Julian Assange has been denied permission to appeal to the UK Supreme Court against his extradition to the U.S. The court made its announcement on Monday, March 14th. The decision to extradite the Wikileaks founder or not now rests with the Interior Minister, AP reports.
Assange—presently incarcerated in the UK—is wanted by U.S. authorities for having published thousands of classified documents between 2010 and 2011. If convicted, he faces a 175-year prison term. As previously reported by The European Conservative, in mid-December of 2021 the U.S. had won an appeal to have Assange extradited to the country.
This was made possible by London’s High Court decision to overturn an earlier ruling, which stated that Assange should be spared extradition over his mental health problems. The High Court was persuaded to do this via a package of assurances given by the U.S. These included a guarantee that Assange would not be held in a so-called “ADX” maximum security prison and that he could be transferred to his native Australia to serve his sentence, if convicted. The willingness to extradite Assange based on such informal pledges, his legal team found “highly disturbing,” citing their fear that he might constitute a suicide risk.
Determined to fight the decision, they requested permission to file an appeal to the Supreme Court. In January 2022, this was allowed. On Monday however, the Supreme Court said it would not grant their case a hearing: “the reason given is that the application did not raise an arguable point of law,” a Supreme Court spokesperson said. Options to avoid extradition are becoming few. Should it be ratified by Home Secretary Priti Patel, Assange’s only way of avoiding that fate—barring appealing to the European Court of Human Rights—is to challenge Patel’s decision, if in favor, by judicial review.
In a statement released on Monday, Assange’s legal team in the UK regretted that “the opportunity has not been taken to consider the troubling circumstances in which requesting states can provide caveated guarantees after the conclusion of a full evidential hearing.” They have made known they will send submissions to the Home Secretary within the next four weeks.

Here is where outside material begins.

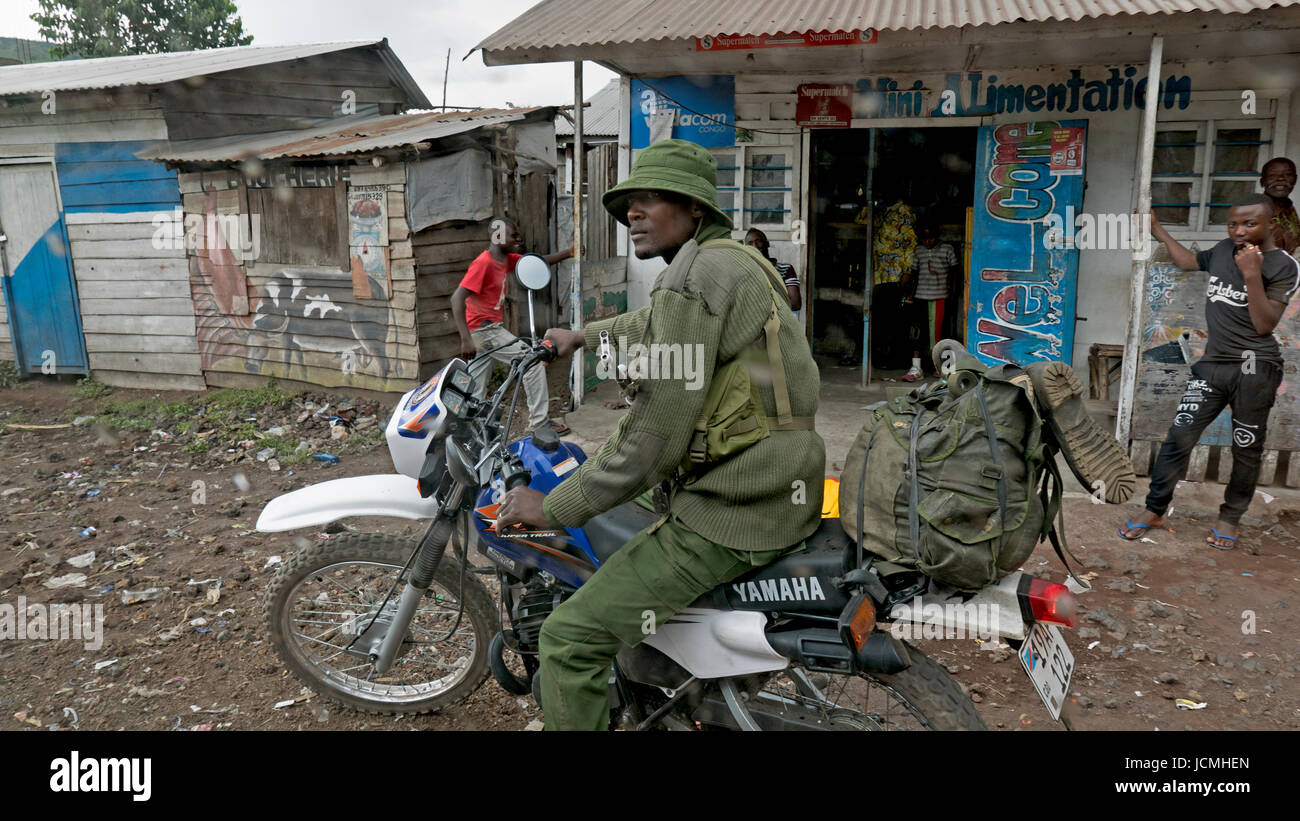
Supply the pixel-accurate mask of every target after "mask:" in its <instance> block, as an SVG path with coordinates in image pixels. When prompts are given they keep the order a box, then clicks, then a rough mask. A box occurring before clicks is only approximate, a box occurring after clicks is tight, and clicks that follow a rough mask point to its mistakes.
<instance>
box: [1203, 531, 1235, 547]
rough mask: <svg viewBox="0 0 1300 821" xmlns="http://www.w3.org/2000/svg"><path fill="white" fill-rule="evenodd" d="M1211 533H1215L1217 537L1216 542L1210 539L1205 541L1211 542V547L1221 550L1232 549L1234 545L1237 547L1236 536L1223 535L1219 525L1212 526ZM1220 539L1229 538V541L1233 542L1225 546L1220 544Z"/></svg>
mask: <svg viewBox="0 0 1300 821" xmlns="http://www.w3.org/2000/svg"><path fill="white" fill-rule="evenodd" d="M1210 533H1213V534H1214V539H1216V540H1214V542H1210V540H1209V539H1206V540H1205V543H1206V544H1209V546H1210V547H1213V548H1216V549H1221V551H1230V549H1232V548H1234V547H1236V537H1229V535H1223V534H1222V533H1219V531H1218V527H1210ZM1218 539H1227V540H1229V542H1231V544H1229V546H1226V547H1225V546H1223V544H1218Z"/></svg>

Barry Pollack, Assange’s U.S.-based lawyer, found the decision “extremely disappointing,” but said that Assange “will continue the legal process fighting his extradition to the U.S. to face criminal charges for publishing truthful and newsworthy information.” Amnesty International called the Supreme Court’s pronouncement “a blow to justice.”
It is no less of a blow not only to Assange, but to his family, friends, and supporters. One of the more famous among them is Pink Floyd co-founder Roger Waters, who said that “if they destroy the Fourth Estate, which they are trying to do by destroying Assange, they destroy the world. That’s it. We’re done. If we no longer have a voice, we’re done.”
Excerpts from a Substack newsletter by Assange’s fiance Stella Moris, with whom he has two children, read:
Just this morning on our way to school, our four-year-old son asked me when daddy will come home. Julian’s life is being treated as if it were expendable. He has been robbed of over a decade of liberty, and three years from his home and his young children who are being forced to grow up without their father.
A system that allows this is a system that has lost its way.…
The cruelty against Julian is corrupting. It corrupts our most cherished values and institutions. They will be extinguished and lost forever unless this travesty is brought to an end.
The fight for freedom will go on, until he’s freed.
One day before the Supreme Court’s decision, Moris had announced she and Assange had been given permission to marry in prison later this month.